"Was he game? I don't know. There never was no horse ever got clost enough to him in a horse race to tell whether he was game or not. He might not get back home in time for supper, but he would shore run industrious. Say, I talked in a telyphome onct. The book hung on the box said the telyphome was instantaneous. It ain't. But now this Pinto, he was a heap more instantaneous than a telyphome.

"As I was sayin', it was long about now Mr. Ostypath comes in. He talks with the boss about locatin' around in here. Boss studies him over a while, and as there ain't been anybody sick for over ten years he tries to break it to Mr. Ostypath gentle that the Bar T ain't a good place for a doctor. They have some conversation along in there, that-a-way, and Mr. Ostypath before long gets the boss interested deep and plenty. He says there ain't no such a thing as gettin' sick. We all knew that before; but he certainly floors the lot when he allows that the reason a feller don't feel good, so as he can eat tenpenny nails, and make a million dollars a year, is always because there is something wrong with his osshus structure.

"He says the only thing that makes a feller have rheumatism, or dyspepsia, or headache, or nosebleed, or red hair, or any other sickness, is that something is wrong with his nervous system. Now, it's this-a-way. He allows them nerves is like a bunch of garden hose. If you put your foot on the hose, the water can't run right free. If you take it off, everything's lovely. 'Now,' says Mr. Ostypath, 'if, owin' to some luxation, some leeshun, some temporary mechanical disarrangement of your osshus structure, due to a oversight of a All-wise Providence, or maybe a fall off'n a buckin' horse, one of them bones of yours gets to pressin' on a nerve, why, it ain't natural you ought to feel good. Now, is it?' says he.

"He goes on and shows how all up and down a feller's backbone there is plenty of soft spots, and he shows likewise that there is scattered around in different parts of a feller's territory something like two hundred and four and a half bones, any one of which is likely any minute to jar loose and go to pressin' on a soft spot; 'In which case,' says he, 'there is need of a ostypath immediate.'

"For instance,' he says to me, 'I could make quite a man out of you in a couple of years if I had the chanct.' I ast him what his price would be for that, and he said he was willin' to tackle it for about fifty dollars a month. That bein' just five dollars a month more than the boss was allowing me at the time, and me seein' I'd have to go about two years without anything to wear or eat—let alone anything to drink—I had to let this chanct go by. I been strugglin' along, as you know, ever since, just like this, some shopworn, but so's to set up. There was one while, I admit, when the Doc made me some nervous, when I thought of all them soft spots in my spine, and all them bones liable to get loose any minute and go to pressin' on them. But I had to take my chances, like any other cow puncher at forty-five a month."

"You ought to raise his wages, Mac," said Doc Tomlinson to McKinney, the ranch foreman, but the latter only grunted.

"Mr. Ostypath, he stayed around the Bar T quite a while," began Curly again, "and we got to talkin' to him a heap about modern science. Says he, one evenin', this-a-way to us fellers, says he, 'Why, a great many things goes wrong because the nervous system is interfered with, along of your osshus structure. You think your stomach is out of whack,' says he. 'It ain't. All it needs is more nerve supply. I git that by loosenin' up the bones in your back. Why, I've cured a heap of rheumatism, and paralysis, and cross eyes, and—'

"'What's that?' says Tom Redmond, right sudden.
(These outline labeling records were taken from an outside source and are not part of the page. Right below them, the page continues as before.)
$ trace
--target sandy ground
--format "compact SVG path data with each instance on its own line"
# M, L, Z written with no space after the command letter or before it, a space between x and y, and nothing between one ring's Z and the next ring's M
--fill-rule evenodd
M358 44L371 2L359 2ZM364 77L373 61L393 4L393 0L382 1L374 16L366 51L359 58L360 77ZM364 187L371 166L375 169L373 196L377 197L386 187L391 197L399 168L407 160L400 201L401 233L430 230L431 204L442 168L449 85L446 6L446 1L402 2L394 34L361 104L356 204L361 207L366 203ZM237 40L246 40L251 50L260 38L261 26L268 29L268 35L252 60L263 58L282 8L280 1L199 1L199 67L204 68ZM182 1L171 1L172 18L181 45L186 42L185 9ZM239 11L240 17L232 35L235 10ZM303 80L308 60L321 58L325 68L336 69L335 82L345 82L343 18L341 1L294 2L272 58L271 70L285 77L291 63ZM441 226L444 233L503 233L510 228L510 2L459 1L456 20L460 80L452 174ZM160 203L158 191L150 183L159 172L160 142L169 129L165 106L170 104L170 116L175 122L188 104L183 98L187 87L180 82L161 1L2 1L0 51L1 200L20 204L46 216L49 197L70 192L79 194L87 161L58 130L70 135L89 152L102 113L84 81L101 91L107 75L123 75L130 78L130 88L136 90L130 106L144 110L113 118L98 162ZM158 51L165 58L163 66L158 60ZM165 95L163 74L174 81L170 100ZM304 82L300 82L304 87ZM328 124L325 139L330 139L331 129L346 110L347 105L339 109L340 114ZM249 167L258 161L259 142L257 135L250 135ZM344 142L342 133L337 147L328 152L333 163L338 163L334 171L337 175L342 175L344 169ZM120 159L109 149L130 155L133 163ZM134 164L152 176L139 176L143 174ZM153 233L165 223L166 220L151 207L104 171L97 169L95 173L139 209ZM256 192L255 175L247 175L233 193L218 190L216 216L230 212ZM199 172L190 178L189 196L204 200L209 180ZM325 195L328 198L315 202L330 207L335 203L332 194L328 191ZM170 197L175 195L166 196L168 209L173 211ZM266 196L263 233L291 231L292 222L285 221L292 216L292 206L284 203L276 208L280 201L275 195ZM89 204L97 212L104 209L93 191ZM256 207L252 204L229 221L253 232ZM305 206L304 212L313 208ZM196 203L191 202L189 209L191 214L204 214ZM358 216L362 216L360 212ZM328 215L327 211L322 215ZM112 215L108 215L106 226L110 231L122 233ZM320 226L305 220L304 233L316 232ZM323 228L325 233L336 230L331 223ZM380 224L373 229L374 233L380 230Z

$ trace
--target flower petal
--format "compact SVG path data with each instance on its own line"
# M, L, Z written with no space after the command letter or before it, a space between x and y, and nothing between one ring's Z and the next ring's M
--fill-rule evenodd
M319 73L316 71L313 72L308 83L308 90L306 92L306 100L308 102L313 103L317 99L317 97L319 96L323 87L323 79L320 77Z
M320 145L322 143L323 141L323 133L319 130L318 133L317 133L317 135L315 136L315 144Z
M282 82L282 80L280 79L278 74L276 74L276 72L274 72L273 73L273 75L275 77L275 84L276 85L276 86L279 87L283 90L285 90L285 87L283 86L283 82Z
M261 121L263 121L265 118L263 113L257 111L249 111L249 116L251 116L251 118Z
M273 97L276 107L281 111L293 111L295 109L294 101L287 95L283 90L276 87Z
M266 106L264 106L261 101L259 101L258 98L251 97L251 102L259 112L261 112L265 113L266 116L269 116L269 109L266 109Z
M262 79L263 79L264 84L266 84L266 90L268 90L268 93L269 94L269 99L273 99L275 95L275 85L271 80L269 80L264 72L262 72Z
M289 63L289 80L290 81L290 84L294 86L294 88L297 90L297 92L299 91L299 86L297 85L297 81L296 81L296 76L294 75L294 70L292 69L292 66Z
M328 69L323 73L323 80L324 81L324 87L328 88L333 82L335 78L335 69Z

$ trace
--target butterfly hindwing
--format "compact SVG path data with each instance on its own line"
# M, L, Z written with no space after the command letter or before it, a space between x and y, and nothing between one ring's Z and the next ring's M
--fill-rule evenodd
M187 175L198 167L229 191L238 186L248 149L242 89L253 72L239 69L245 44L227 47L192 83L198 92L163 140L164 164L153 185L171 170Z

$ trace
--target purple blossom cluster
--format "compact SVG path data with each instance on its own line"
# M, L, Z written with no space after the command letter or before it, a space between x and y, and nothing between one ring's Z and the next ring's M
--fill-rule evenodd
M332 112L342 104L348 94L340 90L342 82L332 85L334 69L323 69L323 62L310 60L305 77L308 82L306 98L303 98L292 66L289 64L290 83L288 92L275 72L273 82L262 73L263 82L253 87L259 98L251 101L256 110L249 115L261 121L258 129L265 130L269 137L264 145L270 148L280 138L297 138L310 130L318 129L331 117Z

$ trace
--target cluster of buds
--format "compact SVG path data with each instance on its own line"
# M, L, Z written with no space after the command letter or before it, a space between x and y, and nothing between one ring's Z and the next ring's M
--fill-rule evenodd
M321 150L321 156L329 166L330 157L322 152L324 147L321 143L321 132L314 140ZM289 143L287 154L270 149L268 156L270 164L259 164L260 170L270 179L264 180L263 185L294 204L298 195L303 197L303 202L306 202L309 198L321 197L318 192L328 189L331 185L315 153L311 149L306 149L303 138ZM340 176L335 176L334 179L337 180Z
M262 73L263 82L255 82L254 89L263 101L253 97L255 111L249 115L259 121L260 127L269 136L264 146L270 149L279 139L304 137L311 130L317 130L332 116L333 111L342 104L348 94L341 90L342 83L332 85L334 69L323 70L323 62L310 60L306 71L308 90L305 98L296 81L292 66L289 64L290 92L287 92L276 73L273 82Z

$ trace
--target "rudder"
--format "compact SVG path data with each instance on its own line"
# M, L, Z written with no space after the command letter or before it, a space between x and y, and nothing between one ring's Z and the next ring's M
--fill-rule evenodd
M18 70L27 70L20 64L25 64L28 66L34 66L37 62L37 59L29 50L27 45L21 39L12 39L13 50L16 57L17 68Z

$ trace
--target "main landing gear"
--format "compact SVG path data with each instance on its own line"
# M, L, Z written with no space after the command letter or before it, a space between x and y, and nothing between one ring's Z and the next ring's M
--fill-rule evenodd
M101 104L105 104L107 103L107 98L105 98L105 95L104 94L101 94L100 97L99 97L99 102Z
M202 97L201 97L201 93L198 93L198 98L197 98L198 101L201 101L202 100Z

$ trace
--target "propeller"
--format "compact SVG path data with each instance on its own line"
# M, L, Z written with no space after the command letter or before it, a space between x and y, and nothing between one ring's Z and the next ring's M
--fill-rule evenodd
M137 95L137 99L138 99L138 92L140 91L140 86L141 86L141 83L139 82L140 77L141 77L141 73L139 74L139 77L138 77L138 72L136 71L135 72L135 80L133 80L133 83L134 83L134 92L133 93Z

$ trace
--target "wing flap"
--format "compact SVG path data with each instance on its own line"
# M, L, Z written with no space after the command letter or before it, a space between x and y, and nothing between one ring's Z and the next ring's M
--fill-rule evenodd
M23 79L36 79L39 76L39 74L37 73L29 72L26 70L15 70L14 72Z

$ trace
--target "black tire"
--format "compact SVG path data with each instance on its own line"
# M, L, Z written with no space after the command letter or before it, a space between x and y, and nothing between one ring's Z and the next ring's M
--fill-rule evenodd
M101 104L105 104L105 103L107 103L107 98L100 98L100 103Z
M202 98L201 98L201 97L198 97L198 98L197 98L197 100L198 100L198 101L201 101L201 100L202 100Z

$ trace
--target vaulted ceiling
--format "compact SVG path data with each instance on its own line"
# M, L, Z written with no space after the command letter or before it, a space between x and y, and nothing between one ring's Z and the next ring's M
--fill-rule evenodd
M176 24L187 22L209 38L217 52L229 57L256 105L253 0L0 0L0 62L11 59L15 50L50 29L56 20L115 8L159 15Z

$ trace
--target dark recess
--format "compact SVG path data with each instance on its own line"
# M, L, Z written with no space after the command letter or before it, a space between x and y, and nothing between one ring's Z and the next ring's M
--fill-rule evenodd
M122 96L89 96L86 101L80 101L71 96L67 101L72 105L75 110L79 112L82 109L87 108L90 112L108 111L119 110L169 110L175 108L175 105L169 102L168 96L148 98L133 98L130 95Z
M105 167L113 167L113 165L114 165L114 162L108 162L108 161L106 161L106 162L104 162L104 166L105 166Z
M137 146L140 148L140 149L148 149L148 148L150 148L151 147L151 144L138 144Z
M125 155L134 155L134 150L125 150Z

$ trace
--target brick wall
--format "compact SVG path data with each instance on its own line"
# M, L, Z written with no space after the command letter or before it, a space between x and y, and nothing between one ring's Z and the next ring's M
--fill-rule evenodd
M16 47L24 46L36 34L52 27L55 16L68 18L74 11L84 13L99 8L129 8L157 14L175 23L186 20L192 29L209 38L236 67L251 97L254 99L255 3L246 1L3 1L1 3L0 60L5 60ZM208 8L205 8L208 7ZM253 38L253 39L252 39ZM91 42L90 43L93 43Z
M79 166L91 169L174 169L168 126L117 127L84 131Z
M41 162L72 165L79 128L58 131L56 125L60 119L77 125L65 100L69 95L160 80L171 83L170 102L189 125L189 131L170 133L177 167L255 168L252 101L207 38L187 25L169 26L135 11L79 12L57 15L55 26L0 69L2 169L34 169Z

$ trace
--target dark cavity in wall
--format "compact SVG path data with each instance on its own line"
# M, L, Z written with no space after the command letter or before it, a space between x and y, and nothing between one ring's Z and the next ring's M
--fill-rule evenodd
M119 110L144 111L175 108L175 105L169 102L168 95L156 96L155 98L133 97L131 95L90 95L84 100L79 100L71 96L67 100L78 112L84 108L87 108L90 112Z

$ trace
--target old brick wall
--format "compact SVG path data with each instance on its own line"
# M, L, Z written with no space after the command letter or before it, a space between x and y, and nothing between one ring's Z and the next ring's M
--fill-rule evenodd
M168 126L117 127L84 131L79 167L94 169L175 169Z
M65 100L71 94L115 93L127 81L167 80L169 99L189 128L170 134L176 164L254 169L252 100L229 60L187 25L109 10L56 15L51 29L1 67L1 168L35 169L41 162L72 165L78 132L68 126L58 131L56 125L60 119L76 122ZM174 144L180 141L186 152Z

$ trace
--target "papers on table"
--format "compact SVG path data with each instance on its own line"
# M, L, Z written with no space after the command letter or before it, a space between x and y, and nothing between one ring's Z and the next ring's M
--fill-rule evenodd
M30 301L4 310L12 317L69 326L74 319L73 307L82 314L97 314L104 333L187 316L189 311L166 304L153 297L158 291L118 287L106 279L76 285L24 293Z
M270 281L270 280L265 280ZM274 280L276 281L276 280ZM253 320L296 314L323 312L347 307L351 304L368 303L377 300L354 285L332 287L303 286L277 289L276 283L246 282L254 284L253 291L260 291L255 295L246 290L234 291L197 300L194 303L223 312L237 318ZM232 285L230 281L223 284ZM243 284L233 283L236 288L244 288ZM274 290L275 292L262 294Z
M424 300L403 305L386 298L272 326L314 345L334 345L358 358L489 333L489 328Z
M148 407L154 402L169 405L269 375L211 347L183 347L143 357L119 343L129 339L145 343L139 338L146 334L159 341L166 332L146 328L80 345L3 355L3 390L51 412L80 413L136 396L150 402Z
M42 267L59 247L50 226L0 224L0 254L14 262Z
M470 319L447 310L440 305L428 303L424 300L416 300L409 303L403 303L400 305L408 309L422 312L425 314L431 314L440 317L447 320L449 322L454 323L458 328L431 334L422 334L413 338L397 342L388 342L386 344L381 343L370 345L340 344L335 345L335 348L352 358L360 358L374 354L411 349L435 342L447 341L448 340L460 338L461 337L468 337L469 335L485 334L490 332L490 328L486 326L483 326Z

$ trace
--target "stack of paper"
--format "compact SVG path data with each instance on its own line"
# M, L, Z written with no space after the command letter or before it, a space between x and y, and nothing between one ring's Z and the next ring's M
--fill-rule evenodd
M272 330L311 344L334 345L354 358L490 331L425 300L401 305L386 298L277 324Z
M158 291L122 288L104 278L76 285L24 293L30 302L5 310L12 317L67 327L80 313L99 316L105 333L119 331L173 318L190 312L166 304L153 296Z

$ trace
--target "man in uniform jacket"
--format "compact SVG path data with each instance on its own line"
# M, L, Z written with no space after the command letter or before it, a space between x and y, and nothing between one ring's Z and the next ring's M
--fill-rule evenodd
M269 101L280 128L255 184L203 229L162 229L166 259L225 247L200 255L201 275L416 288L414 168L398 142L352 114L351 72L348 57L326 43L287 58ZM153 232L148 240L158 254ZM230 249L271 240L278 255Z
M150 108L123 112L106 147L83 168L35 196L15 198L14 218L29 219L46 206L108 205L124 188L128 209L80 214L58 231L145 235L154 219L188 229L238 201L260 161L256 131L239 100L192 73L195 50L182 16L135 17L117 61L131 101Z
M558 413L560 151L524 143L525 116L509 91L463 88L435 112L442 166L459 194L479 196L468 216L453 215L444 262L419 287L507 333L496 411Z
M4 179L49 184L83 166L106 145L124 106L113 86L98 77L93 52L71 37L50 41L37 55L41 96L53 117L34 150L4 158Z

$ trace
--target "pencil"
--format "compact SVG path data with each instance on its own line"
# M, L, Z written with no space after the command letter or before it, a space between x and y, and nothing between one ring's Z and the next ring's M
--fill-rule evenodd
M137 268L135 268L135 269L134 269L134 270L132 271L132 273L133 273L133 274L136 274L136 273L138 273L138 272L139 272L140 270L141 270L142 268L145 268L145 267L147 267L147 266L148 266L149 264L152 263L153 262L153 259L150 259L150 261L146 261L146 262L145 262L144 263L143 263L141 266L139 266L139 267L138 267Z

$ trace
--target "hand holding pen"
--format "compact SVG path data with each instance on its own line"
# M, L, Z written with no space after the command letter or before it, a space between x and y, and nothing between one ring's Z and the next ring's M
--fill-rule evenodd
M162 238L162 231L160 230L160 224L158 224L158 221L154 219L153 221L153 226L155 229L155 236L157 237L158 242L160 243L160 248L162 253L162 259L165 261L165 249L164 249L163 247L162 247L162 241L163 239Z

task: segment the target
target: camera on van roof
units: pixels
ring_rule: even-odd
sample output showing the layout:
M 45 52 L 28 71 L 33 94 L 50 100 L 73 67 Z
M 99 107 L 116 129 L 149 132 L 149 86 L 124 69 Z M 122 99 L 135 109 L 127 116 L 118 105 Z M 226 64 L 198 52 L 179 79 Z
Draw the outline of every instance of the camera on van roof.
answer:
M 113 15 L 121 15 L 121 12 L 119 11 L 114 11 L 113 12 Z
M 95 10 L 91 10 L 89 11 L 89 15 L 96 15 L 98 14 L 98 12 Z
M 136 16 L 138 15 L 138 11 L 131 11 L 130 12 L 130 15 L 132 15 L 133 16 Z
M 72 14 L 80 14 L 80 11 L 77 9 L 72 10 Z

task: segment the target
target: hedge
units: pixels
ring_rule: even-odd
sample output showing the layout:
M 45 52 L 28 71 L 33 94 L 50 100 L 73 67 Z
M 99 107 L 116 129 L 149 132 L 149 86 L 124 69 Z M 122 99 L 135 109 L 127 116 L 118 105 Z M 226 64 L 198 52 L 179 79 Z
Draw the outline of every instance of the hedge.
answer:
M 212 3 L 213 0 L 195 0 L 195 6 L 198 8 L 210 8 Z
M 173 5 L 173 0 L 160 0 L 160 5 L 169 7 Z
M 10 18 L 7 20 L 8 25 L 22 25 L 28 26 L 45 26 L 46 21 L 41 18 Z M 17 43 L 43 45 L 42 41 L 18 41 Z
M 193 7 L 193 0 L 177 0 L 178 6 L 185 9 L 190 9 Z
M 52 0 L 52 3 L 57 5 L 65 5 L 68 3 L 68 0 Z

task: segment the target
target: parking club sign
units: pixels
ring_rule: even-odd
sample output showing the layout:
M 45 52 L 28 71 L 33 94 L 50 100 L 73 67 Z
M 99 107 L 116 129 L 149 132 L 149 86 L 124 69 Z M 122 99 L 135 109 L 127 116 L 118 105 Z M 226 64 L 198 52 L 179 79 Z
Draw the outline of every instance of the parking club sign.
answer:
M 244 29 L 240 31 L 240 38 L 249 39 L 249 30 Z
"'You heard me, sir,' says the Doc, severe.

"Tom, he couldn't hardly wait, he was so bad struck with the idea he had. 'Come here, Doc,' says he. And then him and Doc walked off a little ways and begun to talk. When they come up toward us again, we heard the Doc sayin': 'Of course I could cure him. Straybismus is dead easy. I never did operate on no horse, but I've got to eat, and if this here is the only patient in this whole blamed country, why I'll have to go you, if it's only for the sake of science,' says he. Then we all bunched in together and drifted off toward the corral, where old Pinto was standin', lookin' hopeless and thoughtful. 'Is this the patient?' says the Doc, sort of sighin'.